関の湖(詩に南湖と云う) 近衛左大臣基前公
『影うつる山もみとりの波はれて見わたし廣きせきの湖』
共楽亭 我老公定信公
『山水の高きひきゝも隅なり共に楽しきまといすらしも』
月まつ山 廣橋儀同伊光卿
『待むかふ月待山の霧はれてさきたつ光そらにくもらぬ』
錦の岡 加納遠江守久周朝臣
『さゝなみの浪に浮める花紅葉にしきの岡のはる秋のいろ』
真萩カ浦 芝山前大納言持豊卿
『かけひたす波も錦によせかへる真萩か浦の花さかり哉』
常盤清水 牧野備前守忠精朝臣
『万代をかけて結はん深みとり常盤の清水たへぬ流れに』
松虫の原 佐竹右京大夫義和朝臣
『旅衣ゆきゝかさ子て幾秋かしめてみん千世を松虫の原』
月見浦 烏丸中納言資董
『たくひあらん出しほの影も秋にすむ月見か浦の波のみるめは』
子鹿山 阿部備中守正精朝臣
『子鹿山月にはなれも妻乞のうらみや深きせきの湖』
有明カ﨑 廣橋大納言胤定卿
『白河の関の山風ふくる夜の月影てらす有明カさき』
みかけの島 有馬佐京亮誉純朝臣
『神のますみかけの島の松か根にとはにぞよする浪の白ゆふ』
下根カ島 大久保加賀守忠真朝臣
『関の海や下根カしまの秋くれて月かけさゆる蘆の村立』
千代の堤 堀田摂津守正敦朝臣
『雨かぜにゆるがめ千代の堤こそ國を守りのすがたなりけり』
発聲村 土井嘯月超
『明けぬ夜の夢や覚ると庭津島八声の村に行きて子ましを』
千代の松原 梶井宮実超親王
『立ならふ緑の色のさかへつゝ末かきりなき千代の松原』
鏡の山 定信公
『湖のこゝも鏡の山なれや心うつさぬひとしなけれは』
松風の里 小笠原信濃守長尭朝臣
『世の塵は余所にはらへる松風に此里人や千代おくるらん』
鮫川
赤坂郷の内山渓を源流とし、水が集まり川となる。竹貫郷へ出て田畝に注ぎ、流末は菊多郡へ出て東海に入る。
金山
今の金山村の端、村入山の奥二、三里の間に黄金を掘り出した跡が幾つかあると伝えられるが、其の数は分かっていない。その辺りに人家数千軒があったと云われ、跡と思われるところは谷々に多く、寺屋敷などという小字の地も残っている。土地の人は風雨に晒された跡の土中から、黄金を磨いた磨き石なるものを取り出して香物の重石などに用いている。
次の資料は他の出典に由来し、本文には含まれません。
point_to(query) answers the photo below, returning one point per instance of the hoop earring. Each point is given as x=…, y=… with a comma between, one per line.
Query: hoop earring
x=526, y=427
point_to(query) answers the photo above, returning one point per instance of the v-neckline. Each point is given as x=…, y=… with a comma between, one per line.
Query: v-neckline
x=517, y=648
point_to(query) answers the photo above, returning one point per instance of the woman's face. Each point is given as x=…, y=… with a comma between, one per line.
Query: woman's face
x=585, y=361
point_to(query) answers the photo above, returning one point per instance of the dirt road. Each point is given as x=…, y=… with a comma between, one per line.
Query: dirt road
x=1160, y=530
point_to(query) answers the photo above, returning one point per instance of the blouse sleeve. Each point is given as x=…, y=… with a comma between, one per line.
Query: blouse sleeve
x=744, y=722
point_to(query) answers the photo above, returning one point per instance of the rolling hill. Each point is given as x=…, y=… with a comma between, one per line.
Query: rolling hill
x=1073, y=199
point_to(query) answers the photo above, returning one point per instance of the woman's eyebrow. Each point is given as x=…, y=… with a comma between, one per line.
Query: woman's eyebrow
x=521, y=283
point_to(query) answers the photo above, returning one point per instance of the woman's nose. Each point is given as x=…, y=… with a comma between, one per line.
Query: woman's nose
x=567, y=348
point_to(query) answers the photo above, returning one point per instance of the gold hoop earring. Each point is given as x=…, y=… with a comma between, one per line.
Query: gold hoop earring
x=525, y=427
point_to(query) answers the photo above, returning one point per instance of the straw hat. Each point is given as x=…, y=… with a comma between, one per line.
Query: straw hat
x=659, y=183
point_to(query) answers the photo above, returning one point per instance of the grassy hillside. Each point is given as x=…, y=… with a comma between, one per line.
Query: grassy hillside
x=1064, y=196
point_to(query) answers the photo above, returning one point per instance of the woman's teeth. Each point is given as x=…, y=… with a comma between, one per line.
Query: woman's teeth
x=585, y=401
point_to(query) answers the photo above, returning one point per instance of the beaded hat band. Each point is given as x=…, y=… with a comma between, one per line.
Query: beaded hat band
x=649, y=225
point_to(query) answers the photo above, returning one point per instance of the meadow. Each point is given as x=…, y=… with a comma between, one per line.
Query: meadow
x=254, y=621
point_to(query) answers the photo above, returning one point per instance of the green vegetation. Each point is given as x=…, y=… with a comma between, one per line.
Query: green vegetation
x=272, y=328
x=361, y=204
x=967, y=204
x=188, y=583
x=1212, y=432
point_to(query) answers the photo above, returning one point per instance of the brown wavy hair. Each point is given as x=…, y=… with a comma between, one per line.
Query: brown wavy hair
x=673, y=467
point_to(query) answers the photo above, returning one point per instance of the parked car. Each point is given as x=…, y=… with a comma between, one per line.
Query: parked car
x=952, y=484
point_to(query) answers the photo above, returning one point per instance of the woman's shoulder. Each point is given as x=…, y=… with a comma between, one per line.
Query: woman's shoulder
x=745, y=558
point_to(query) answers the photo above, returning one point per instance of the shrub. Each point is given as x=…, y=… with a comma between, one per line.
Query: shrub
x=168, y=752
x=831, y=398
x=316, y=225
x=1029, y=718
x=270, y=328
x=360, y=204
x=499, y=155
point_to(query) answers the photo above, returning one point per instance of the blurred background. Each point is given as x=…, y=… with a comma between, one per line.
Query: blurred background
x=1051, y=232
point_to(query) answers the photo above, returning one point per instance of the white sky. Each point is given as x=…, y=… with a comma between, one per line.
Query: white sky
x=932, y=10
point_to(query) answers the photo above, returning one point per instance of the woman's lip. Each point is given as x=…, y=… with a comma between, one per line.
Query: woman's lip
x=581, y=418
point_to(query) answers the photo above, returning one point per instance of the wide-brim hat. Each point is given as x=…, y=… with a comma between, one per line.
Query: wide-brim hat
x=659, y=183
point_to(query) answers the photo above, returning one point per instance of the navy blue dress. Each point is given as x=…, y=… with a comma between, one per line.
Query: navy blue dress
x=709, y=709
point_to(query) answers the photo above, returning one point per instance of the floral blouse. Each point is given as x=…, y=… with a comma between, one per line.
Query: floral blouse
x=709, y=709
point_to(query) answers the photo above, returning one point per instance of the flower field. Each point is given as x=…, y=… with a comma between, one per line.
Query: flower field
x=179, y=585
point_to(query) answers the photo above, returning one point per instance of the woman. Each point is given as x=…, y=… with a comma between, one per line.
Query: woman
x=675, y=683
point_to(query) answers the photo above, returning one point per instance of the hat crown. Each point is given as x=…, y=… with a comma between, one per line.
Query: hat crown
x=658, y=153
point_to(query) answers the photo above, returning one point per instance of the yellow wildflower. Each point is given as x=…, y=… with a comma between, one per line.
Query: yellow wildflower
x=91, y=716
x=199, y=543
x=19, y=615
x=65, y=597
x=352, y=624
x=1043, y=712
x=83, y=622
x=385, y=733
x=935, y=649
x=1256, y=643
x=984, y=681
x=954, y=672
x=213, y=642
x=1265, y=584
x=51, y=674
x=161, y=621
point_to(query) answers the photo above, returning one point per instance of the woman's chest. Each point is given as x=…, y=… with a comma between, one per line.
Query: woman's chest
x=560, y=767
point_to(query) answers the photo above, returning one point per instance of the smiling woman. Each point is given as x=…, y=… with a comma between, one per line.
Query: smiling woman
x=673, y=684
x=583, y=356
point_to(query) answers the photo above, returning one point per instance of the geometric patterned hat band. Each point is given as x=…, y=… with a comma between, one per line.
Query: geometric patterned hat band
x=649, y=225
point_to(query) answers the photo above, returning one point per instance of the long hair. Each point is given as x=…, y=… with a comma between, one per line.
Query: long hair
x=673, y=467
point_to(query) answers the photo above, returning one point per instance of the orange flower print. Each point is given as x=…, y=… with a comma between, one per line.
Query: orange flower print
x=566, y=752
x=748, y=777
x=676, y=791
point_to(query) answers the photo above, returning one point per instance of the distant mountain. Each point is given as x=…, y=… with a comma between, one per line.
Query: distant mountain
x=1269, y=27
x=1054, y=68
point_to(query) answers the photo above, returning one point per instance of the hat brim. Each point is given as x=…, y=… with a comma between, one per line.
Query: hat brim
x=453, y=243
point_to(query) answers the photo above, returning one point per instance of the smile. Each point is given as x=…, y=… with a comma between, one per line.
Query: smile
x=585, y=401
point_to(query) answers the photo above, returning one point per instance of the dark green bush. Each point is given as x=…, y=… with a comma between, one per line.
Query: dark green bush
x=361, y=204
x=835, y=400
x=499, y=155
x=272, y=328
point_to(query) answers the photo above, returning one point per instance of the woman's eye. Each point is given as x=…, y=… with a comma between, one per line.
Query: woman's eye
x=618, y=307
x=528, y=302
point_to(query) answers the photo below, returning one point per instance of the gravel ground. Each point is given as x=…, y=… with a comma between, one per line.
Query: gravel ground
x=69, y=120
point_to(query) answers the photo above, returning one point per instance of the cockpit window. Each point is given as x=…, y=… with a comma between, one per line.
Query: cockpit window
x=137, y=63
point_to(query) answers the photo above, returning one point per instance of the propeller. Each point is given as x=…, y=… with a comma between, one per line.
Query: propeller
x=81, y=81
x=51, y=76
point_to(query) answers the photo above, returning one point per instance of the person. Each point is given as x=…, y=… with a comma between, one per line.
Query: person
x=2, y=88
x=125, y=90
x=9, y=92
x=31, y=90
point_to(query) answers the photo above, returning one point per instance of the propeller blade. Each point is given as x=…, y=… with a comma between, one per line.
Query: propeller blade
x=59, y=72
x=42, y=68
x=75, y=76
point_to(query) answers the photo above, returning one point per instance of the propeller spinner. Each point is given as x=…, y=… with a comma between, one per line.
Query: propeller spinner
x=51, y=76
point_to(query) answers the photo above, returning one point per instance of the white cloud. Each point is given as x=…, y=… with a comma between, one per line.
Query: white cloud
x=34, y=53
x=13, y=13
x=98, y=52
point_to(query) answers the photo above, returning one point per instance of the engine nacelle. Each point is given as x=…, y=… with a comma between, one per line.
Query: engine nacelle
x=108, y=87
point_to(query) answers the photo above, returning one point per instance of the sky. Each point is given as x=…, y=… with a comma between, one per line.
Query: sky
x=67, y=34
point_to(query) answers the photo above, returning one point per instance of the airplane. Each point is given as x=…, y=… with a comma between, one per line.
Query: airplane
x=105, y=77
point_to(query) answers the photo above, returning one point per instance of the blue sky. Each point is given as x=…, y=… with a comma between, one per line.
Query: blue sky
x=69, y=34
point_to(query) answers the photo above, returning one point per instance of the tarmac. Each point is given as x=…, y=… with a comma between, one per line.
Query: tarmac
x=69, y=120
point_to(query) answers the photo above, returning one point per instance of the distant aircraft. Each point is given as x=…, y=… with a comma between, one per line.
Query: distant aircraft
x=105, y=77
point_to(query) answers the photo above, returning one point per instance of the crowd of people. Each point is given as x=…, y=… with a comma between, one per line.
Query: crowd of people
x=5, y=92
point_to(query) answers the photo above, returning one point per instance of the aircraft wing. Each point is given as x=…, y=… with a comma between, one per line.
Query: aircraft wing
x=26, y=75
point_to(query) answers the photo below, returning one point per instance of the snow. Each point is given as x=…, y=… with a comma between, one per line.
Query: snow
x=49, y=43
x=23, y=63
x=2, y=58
此の八溝山の山脈から黄金が出たと云うことで、神社部に載せた続日本紀、承和三年遣唐使の費として供した黄金は、ここから出たものと思われる。(黄金産出の)村名の金山郷は建武二年(1335年)文書に初出している。
入山に金光山清水寺と云う寺があり、金山の盛んな時の寺だと云う。古色な笈の中に古い作と見られる五智如来像を納めてある。文禄十一年常陸の僧金蓮上人という者が書き記した縁起には、寺側に大きな塚があり、「頼朝房」とか云う僧が六十六カ国納経のために、此の地に来て此の地で没する際に、経文を銅筒に入れて埋めた塚であると言い伝えられている。近辺から参詣する者が多い。また八溝山の巽の方にあるソソメキ(祖々免金)より黄金を出す金穴が多い。山本村の地内にあって五里ほど隔てた地に、昔は人家が沢山あったが悪徒が立て籠っていたので、棚倉城内藤候領主の時に金山が廃されたという。今の元流村の上流寺という禅院はソソメキより引いた寺である。